The daily paper on Christmas Eve carried this story:
“Richard F. Morrow, 69, died when he was struck by a car in the village of Canton at 10:49 p.m. Mr. Morrow was pronounced dead at the scene. … Daniel W. Lester, 28, was driving northbound when he allegedly struck Mr. Morrow and fled, according to police. Police charged Mr. Lester with second-degree vehicular manslaughter, second-degree vehicular assault, leaving the scene of a fatal motor vehicle accident, driving while ability impaired by drugs, driving while intoxicated with prior convictions and aggravated unlicensed operation, all felonies.”
Who was Dick Morrow? He was a kind and gentle man, quiet but responsible. When he didn’t show up at his night shift as auditor at the local Best Western Hotel, the manager knew something was wrong. Dick was always there. Whether it was serving on the board of the Canton Church and Community Program (a local social service agency), or as treasurer of the local UU Church, volunteering with the Red Cross, advocating for bikers’ needs with a local biking group, shoveling the front walk at church (just because it needed to be done), teaching math at a local high school, or picking up the tab at the hotel for a struggling family, Dick was responsible. When he saw a need, he was there, quietly doing what needed to be done. He was my friend; he was a friend to everyone he met, but he asked for nothing but the opportunity to help anyone who needed it.
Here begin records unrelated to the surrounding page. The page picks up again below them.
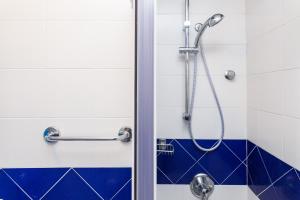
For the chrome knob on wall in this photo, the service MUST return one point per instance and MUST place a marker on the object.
(230, 75)
(202, 186)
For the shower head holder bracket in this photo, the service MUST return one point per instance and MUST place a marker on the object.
(191, 50)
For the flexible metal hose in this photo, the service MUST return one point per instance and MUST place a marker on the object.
(217, 144)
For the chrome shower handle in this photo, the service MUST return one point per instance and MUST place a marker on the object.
(52, 135)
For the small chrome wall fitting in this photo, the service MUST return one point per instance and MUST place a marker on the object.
(230, 75)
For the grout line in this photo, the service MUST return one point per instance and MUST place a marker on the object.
(247, 169)
(232, 172)
(288, 171)
(273, 71)
(185, 173)
(55, 183)
(16, 184)
(65, 68)
(120, 189)
(231, 151)
(250, 177)
(165, 175)
(88, 184)
(251, 152)
(264, 165)
(83, 117)
(211, 176)
(272, 184)
(186, 150)
(297, 174)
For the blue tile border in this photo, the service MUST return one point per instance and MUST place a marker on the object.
(65, 183)
(269, 177)
(226, 165)
(235, 162)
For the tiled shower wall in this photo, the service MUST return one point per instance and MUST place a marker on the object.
(68, 64)
(225, 46)
(273, 29)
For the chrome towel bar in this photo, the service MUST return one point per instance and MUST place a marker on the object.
(52, 134)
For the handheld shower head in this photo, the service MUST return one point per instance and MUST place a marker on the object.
(212, 21)
(215, 19)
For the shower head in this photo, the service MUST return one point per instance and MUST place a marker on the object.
(215, 19)
(212, 21)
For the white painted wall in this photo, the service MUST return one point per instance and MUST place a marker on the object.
(273, 29)
(69, 64)
(225, 46)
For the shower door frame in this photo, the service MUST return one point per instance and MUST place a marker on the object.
(145, 140)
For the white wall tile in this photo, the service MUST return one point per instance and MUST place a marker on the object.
(82, 44)
(253, 133)
(271, 133)
(170, 91)
(292, 141)
(291, 46)
(206, 123)
(89, 9)
(76, 44)
(263, 16)
(230, 31)
(22, 10)
(201, 6)
(22, 44)
(219, 57)
(265, 53)
(291, 92)
(273, 92)
(66, 93)
(291, 9)
(67, 63)
(179, 192)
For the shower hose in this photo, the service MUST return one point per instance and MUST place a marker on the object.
(217, 143)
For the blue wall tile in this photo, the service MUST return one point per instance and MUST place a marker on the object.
(124, 193)
(112, 179)
(36, 181)
(223, 165)
(65, 183)
(270, 178)
(72, 187)
(288, 187)
(9, 190)
(259, 177)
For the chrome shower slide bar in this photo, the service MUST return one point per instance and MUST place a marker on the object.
(52, 134)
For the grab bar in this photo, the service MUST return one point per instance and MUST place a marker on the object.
(52, 135)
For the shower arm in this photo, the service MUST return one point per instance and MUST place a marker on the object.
(187, 67)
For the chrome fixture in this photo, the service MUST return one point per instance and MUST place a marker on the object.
(193, 51)
(200, 28)
(229, 75)
(52, 135)
(186, 29)
(202, 186)
(164, 148)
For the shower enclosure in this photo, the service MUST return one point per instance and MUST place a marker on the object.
(221, 113)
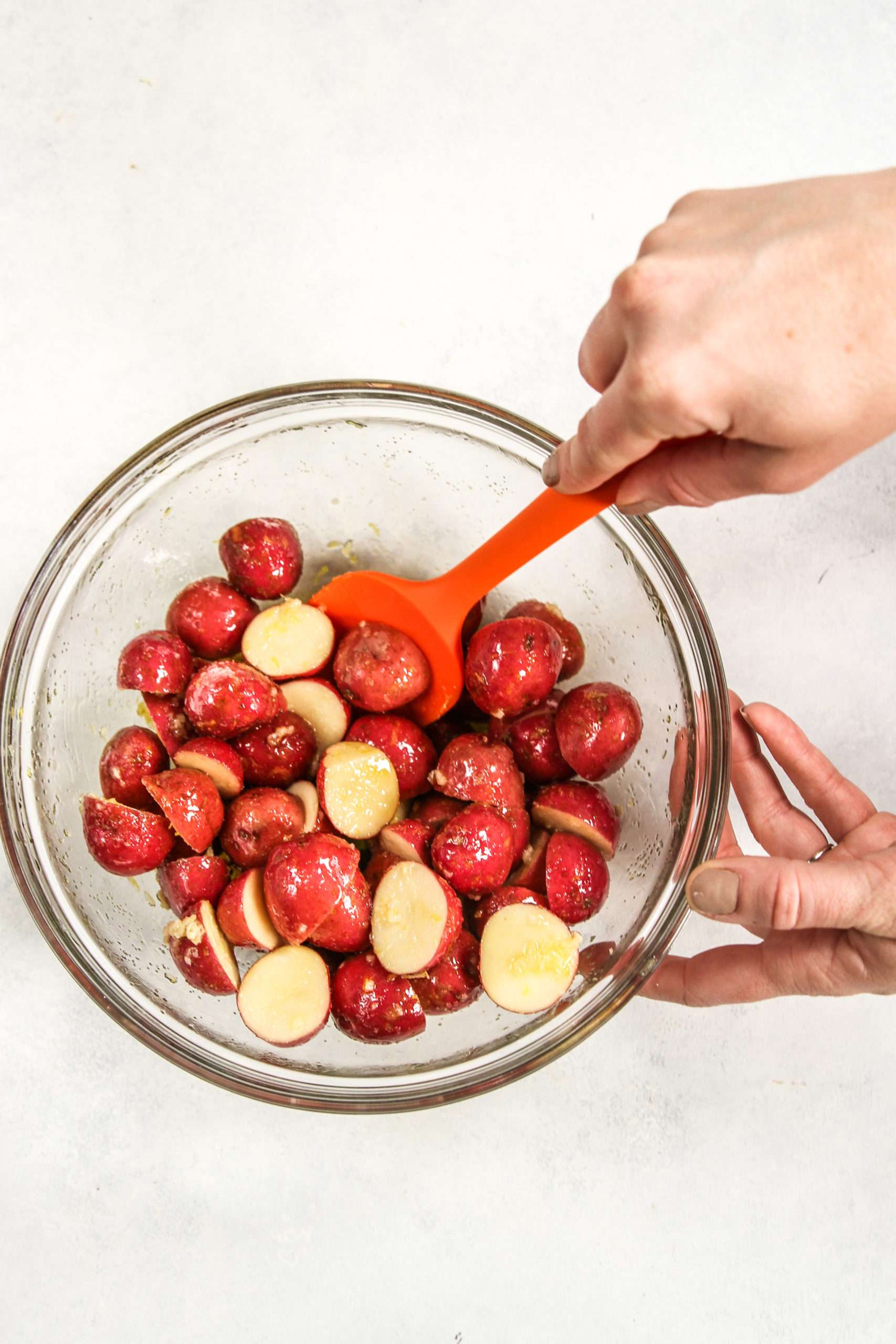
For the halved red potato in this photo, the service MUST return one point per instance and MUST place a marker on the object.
(191, 803)
(568, 634)
(125, 841)
(529, 959)
(416, 918)
(479, 771)
(186, 882)
(404, 742)
(582, 808)
(285, 996)
(598, 728)
(215, 759)
(127, 757)
(210, 617)
(257, 822)
(455, 982)
(226, 698)
(242, 913)
(358, 788)
(262, 557)
(156, 663)
(475, 851)
(577, 877)
(304, 881)
(370, 1004)
(512, 666)
(202, 953)
(379, 668)
(289, 640)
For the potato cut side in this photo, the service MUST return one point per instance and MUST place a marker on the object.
(284, 998)
(409, 917)
(527, 959)
(358, 788)
(289, 639)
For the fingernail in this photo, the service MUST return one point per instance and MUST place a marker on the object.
(712, 891)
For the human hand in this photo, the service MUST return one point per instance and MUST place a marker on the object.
(827, 928)
(757, 332)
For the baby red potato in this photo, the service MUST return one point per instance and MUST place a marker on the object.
(262, 557)
(416, 918)
(581, 808)
(512, 666)
(242, 915)
(227, 698)
(379, 668)
(202, 953)
(186, 882)
(210, 616)
(529, 959)
(496, 901)
(191, 803)
(285, 996)
(215, 759)
(157, 663)
(479, 771)
(257, 822)
(289, 640)
(370, 1004)
(125, 841)
(455, 982)
(275, 754)
(404, 742)
(577, 877)
(304, 881)
(358, 788)
(475, 851)
(570, 636)
(598, 728)
(349, 924)
(129, 756)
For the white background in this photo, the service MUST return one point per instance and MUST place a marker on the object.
(201, 200)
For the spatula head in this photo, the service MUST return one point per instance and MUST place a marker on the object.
(421, 611)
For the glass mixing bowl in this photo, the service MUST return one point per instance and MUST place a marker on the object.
(386, 476)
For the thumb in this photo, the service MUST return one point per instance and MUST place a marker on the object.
(785, 894)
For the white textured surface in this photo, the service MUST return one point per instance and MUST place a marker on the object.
(205, 200)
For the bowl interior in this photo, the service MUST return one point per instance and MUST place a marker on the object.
(381, 480)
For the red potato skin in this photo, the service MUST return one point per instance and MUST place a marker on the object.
(262, 557)
(379, 668)
(277, 753)
(598, 728)
(125, 841)
(475, 851)
(304, 881)
(156, 663)
(131, 754)
(489, 905)
(455, 982)
(191, 803)
(349, 924)
(512, 666)
(479, 771)
(210, 617)
(404, 742)
(186, 882)
(568, 634)
(257, 822)
(370, 1004)
(577, 875)
(227, 698)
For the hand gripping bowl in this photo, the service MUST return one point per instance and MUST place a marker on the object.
(392, 478)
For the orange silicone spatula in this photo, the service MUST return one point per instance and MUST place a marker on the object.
(431, 611)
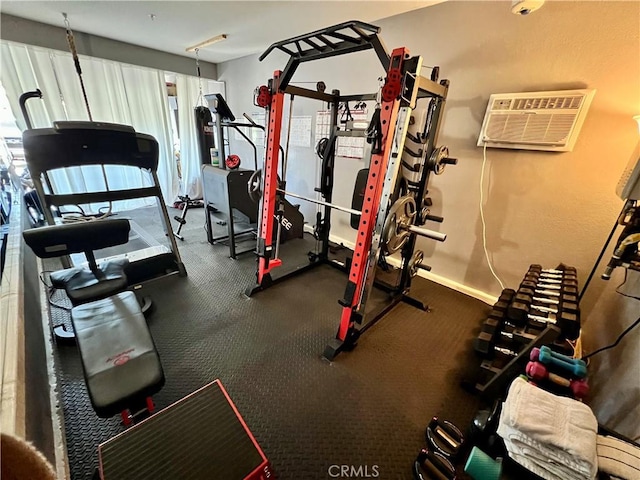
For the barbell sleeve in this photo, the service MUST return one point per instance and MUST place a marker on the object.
(425, 232)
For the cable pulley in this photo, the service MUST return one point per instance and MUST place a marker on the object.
(416, 264)
(232, 161)
(439, 159)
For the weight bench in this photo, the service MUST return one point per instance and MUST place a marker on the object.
(120, 362)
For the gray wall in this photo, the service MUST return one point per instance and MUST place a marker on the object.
(21, 30)
(540, 207)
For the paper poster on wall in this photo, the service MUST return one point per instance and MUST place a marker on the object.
(349, 147)
(300, 135)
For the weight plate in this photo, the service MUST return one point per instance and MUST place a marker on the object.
(435, 161)
(395, 232)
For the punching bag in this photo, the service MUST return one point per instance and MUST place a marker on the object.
(204, 132)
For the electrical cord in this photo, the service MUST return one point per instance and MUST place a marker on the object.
(614, 344)
(484, 224)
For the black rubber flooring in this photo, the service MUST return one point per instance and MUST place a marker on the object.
(369, 407)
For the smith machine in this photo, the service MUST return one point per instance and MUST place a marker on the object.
(395, 203)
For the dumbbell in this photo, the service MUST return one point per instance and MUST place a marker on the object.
(553, 287)
(534, 277)
(536, 291)
(485, 344)
(558, 303)
(546, 356)
(570, 272)
(507, 294)
(568, 322)
(566, 270)
(567, 277)
(504, 300)
(494, 328)
(537, 371)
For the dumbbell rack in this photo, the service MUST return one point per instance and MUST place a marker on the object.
(511, 319)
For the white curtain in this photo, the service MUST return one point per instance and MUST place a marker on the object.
(187, 92)
(117, 93)
(188, 97)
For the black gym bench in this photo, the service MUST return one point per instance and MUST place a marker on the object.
(120, 362)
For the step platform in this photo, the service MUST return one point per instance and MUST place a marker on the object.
(201, 436)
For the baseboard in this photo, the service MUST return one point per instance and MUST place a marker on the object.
(446, 282)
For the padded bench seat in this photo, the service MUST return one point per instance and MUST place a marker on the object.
(120, 361)
(82, 285)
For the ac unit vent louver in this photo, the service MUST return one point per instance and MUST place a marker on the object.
(547, 121)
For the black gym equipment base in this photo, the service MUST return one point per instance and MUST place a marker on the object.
(200, 436)
(367, 407)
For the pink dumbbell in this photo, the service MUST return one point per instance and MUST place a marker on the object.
(537, 371)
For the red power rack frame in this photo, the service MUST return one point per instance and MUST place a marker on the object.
(403, 87)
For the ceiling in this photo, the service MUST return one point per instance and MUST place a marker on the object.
(251, 26)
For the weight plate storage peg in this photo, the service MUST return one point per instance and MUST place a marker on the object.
(416, 262)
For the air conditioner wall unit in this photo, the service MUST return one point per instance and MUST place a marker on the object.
(549, 121)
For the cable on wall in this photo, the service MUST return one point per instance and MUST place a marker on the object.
(484, 224)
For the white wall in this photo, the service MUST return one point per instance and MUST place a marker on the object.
(540, 207)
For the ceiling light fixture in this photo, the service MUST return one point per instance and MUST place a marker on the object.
(206, 43)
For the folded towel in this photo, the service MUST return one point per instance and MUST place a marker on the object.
(618, 458)
(561, 430)
(548, 463)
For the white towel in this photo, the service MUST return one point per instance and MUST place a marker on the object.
(557, 434)
(618, 458)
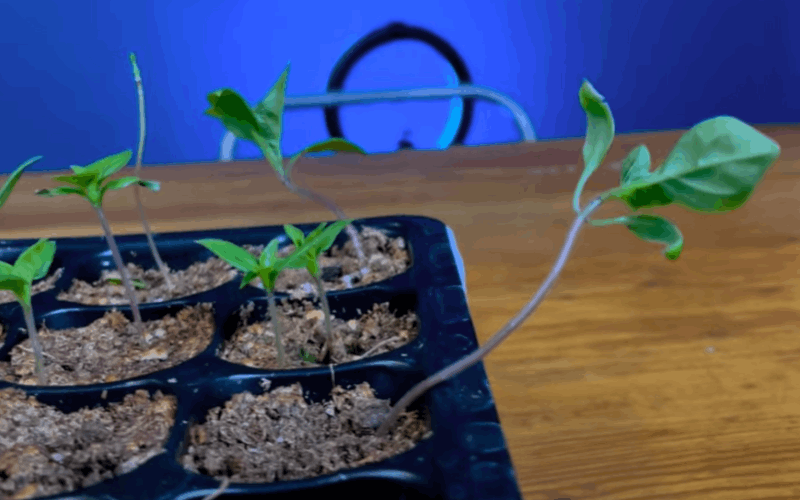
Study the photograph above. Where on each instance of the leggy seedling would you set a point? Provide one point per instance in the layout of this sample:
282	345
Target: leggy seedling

Who was Daniel Lester? I honestly don’t know. From the report in the paper, he was not a person known for being responsible… not responsible for himself, or for the rights of others. Anger swells up from within me. How could he have been so irresponsible that he got behind the wheel of his car, drunk and impaired by drugs? How could he run another person down and not stop to render aid? How could he continue on his way before crashing into another person’s house?
Anger is not an emotion commonly felt at this time of year, but it is anger that I feel today. Responsibility is what we all owe to each other. Responsibility was what guided Dick Morrow’s decisions throughout his life. I am angry today at all those who refused to be responsible that night – the one who chose to drive impaired, the one who left another human being dying on a cold winter road, anyone who was with Daniel Lester that night and who didn’t stop him from setting out on his deadly travels. I am angry because there are families tonight who must live with the aftermath of one man’s irresponsibility. I am angry at a culture that sees alcohol and drug use as a simple right, a personal matter.
What do I do with this anger? I honestly don’t know. I must of course pledge to take responsibility for my own actions everyday, but Dick’s model of responsibility to others is also a take-away from this tragedy. Responsibility as a neighbor and citizen must certainly play a role; it is simply not enough to shrug and say, “What can one person do?” One person could have saved Dick Morrow’s life.